Часть 3
28 мая 2012 г. в 20:28
Холодный ядерный синтез, говорит Старк. Парадокс Витгенштайна, говорит Старк. Принцип неопределенности Хайзенберга, говорит Старк. Он говорит все это на каком-то недоступном смертным языке, на неамериканском, на нечеловеческом. Стив хочет попросить словарь, потому что ему кажется, что Тони просто-напросто издевается над ними на этом своем языке. Теорема несовершенства Годеля, говорит Старк, и это в переводе значит: вы все идиоты. От Старка вполне можно такого ожидать.
Стив видел его домашнюю лабораторию-мастерскую. Он видел, как увлеченно работает этот гений, изобретает, дорабатывает, меняет, открывает, покоряет неподкупный материальный мир. Не видя и не слыша ничего, забыв о сне, голоде и жажде, он, кажется, горит в какой-то недоступной прочим интеллектуальной лихорадке. Останови его, оторви, ограничь – и он умрет, сойдет с ума.
Этого Стив понять не может. Он не кончает от математических выкладок и не зачитывается научной литературой. Он не такой, как Старк. Он заурядный.
И он не думает, что это плохо. Пока Тони будет взламывать систему данных Щ.И.Т.а, Стив взломает несколько дверей и придет к тому же результату. Хотя, конечно, это будет и вполовину не так красиво и изощренно, его не задевает это.
Старк, не задумываясь, бьет по болевым, по мечтам, по тому, чего ты сам не замечаешь.
-Напомни, кто из нас двоих в лаборатории одет в костюм с побрякушками и вряд ли здесь нужен?
И не согласиться невозможно – в этой обители науки он может быть полезен только в качестве подопытного кролика, но эта роль ему значительно приелась. Стив здесь только мешает, и не признаваться же ему, в самом деле, что его просто завораживает работа Старка? Не говорить же, что его такого, с головой погруженного в сложнейшие операции, увлеченного и в кои-то веки искреннего, хочется рисовать и рисовать, чтобы завешать все стены. Чтобы постоянно был перед глазами, и не такой, как обычно, а живой, разгоряченный в своей интеллектуальной стихии. Как небожитель на Олимпе, как полководец в бою, как гончая, взявшая след.
И Стив не говорит таких глупостей. Ни к чему они. Слова вообще на редкость бессмысленны и бесполезны, что бы там себе не думал Старк.
Он молча следит за тем, как ловко порхают руки Старка над доспехом. Ему не понять, какие движения необходимы, а какие – просто неосознанные привычки. Не понять ему никогда, каким образом Тони заставляет этот кусок железа становиться его второй кожей. Ему многого не понять.
Стив смотрит на светящийся холодным светом реактор в груди Старка, и его собственное сердце бьется чуть неровно. Ему кажется, есть что-то беззащитное в этой стекляшке, выставленной напоказ. Мол, смотрите, вот оно, мое сердце, высокотехнологичное и без единой погрешности работающее. Это как душа нараспашку. Можно потрогать, и плюнуть тоже можно.

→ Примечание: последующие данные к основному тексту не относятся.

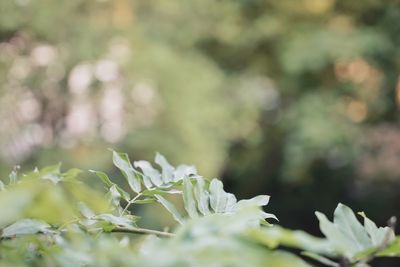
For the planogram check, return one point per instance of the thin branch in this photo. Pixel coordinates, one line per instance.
(131, 202)
(141, 231)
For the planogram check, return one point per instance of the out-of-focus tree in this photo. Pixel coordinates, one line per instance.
(288, 95)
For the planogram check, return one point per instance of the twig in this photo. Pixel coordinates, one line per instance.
(131, 202)
(141, 231)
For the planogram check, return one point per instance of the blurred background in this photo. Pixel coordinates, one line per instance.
(296, 99)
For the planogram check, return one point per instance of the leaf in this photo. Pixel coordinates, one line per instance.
(85, 210)
(104, 178)
(231, 202)
(217, 196)
(347, 222)
(170, 207)
(150, 173)
(184, 171)
(26, 227)
(145, 201)
(125, 221)
(379, 236)
(392, 250)
(202, 196)
(167, 169)
(188, 198)
(261, 200)
(115, 195)
(341, 243)
(71, 174)
(320, 259)
(159, 191)
(121, 161)
(13, 176)
(51, 173)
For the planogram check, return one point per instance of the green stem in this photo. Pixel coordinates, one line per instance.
(131, 202)
(141, 231)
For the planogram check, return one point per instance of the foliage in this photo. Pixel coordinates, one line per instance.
(52, 218)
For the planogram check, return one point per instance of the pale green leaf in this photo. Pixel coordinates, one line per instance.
(167, 169)
(347, 223)
(188, 198)
(342, 244)
(321, 259)
(170, 207)
(26, 227)
(152, 176)
(218, 197)
(202, 196)
(121, 161)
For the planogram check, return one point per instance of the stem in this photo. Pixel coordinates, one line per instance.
(131, 202)
(141, 231)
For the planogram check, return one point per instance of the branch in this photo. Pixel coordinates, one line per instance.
(141, 231)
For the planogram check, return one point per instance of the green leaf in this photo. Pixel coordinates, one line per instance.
(188, 198)
(26, 227)
(348, 224)
(104, 178)
(379, 235)
(115, 195)
(145, 201)
(320, 259)
(123, 221)
(217, 196)
(85, 210)
(170, 207)
(261, 200)
(160, 191)
(121, 161)
(71, 174)
(393, 250)
(13, 176)
(202, 196)
(231, 202)
(342, 244)
(153, 175)
(167, 169)
(51, 173)
(184, 171)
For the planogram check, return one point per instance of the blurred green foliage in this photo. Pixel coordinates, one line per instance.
(53, 218)
(278, 97)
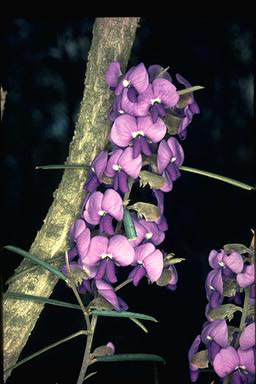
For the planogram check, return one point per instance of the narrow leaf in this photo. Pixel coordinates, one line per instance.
(38, 261)
(139, 323)
(124, 314)
(47, 349)
(189, 90)
(217, 177)
(129, 225)
(39, 299)
(224, 311)
(150, 212)
(130, 357)
(63, 166)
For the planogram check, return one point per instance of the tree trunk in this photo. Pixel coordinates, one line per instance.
(112, 40)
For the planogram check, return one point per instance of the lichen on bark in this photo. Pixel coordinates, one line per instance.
(112, 40)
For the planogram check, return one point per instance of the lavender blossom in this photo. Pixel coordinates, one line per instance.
(121, 164)
(127, 130)
(148, 261)
(106, 253)
(102, 208)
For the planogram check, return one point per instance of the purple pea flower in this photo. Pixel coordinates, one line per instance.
(154, 71)
(233, 261)
(159, 95)
(146, 231)
(247, 337)
(121, 164)
(247, 277)
(170, 157)
(161, 222)
(190, 109)
(228, 360)
(148, 261)
(128, 130)
(193, 369)
(101, 208)
(105, 254)
(96, 172)
(108, 292)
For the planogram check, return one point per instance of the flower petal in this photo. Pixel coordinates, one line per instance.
(113, 73)
(107, 291)
(154, 265)
(121, 131)
(130, 165)
(163, 156)
(247, 338)
(82, 243)
(122, 251)
(226, 361)
(92, 207)
(155, 132)
(234, 261)
(143, 251)
(98, 247)
(113, 204)
(139, 78)
(166, 91)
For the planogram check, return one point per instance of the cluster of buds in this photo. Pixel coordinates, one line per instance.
(230, 288)
(111, 234)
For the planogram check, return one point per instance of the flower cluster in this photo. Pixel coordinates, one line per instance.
(141, 150)
(230, 349)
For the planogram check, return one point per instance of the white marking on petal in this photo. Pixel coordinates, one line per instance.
(126, 83)
(104, 255)
(137, 133)
(156, 100)
(116, 167)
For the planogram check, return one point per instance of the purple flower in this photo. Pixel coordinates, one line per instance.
(193, 369)
(101, 208)
(246, 278)
(170, 157)
(121, 164)
(128, 130)
(107, 253)
(154, 71)
(190, 109)
(81, 235)
(247, 337)
(149, 261)
(159, 95)
(146, 231)
(107, 291)
(96, 172)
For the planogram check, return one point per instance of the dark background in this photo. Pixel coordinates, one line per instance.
(42, 67)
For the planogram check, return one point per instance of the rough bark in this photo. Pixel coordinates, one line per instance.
(112, 40)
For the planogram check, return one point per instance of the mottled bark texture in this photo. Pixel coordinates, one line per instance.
(112, 40)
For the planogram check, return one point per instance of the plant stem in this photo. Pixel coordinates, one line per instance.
(87, 359)
(218, 177)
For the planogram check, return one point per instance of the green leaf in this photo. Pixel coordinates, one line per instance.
(224, 311)
(240, 248)
(39, 299)
(129, 225)
(130, 357)
(217, 177)
(124, 314)
(47, 349)
(63, 166)
(38, 261)
(189, 90)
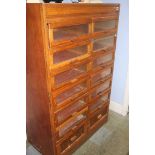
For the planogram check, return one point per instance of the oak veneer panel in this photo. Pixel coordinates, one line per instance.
(77, 9)
(37, 107)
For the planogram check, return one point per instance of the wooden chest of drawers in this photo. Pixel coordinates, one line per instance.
(70, 58)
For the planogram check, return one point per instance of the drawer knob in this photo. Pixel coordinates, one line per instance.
(73, 138)
(99, 116)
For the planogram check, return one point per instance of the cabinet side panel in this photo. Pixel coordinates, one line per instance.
(37, 101)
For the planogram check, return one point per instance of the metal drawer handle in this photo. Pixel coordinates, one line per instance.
(73, 138)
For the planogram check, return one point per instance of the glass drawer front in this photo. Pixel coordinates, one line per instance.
(77, 135)
(98, 104)
(70, 32)
(70, 54)
(100, 76)
(98, 116)
(68, 112)
(100, 89)
(104, 25)
(103, 43)
(70, 75)
(69, 93)
(102, 59)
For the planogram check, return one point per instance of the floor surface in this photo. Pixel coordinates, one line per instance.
(111, 139)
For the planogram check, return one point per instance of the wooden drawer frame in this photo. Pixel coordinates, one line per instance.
(47, 17)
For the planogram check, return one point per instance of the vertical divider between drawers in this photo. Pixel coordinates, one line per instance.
(90, 49)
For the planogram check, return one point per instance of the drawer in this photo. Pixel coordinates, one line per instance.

Стоит ли того запредельный IQ? - хочет спросить Стив. И, конечно, не спрашивает.
Тони постукивает по реактору пальцем, что-то бормочет, что-то такое, непонятное, что Стив слушал бы и слушал, даже не вникая. Стив поднимается со стульчика, желая поближе посмотреть на его работу. Стив разглядывает его с любопытством ребенка, с интересом художника, влюбленного в свою модель.
По столу рассыпаны бумаги с какими-то схемами, формулами, загадочными предложениями и помарками. Они настолько запутанны, что кажутся детскими каракулям, но в них есть смысл, а, может, даже несколько.
Старк интересуется, кивая на стол, нравится ли ему… нравится ли… Стив не может повторить это даже мысленно, а у него получается так легко и гармонично, будто соловей заливается. Стив глупо улыбается, довольный до чертиков этими звуками. Стив бережно прикасается к его вывороченному из груди, оставленному на виду недо-сердцу.
У Тони такой вид, будто Стив сейчас действительно накрывает ладонью его всполошено бьющееся сердце. Такой заурядный, такой негениальный, каким-то непонятным ему самому образом именно он, Стив Роджерс, сейчас бездумно взъерошивает волосы Тони Старка.
И есть вещи, которые ему никогда не понять. А есть вещи, которые он и не хочет понять.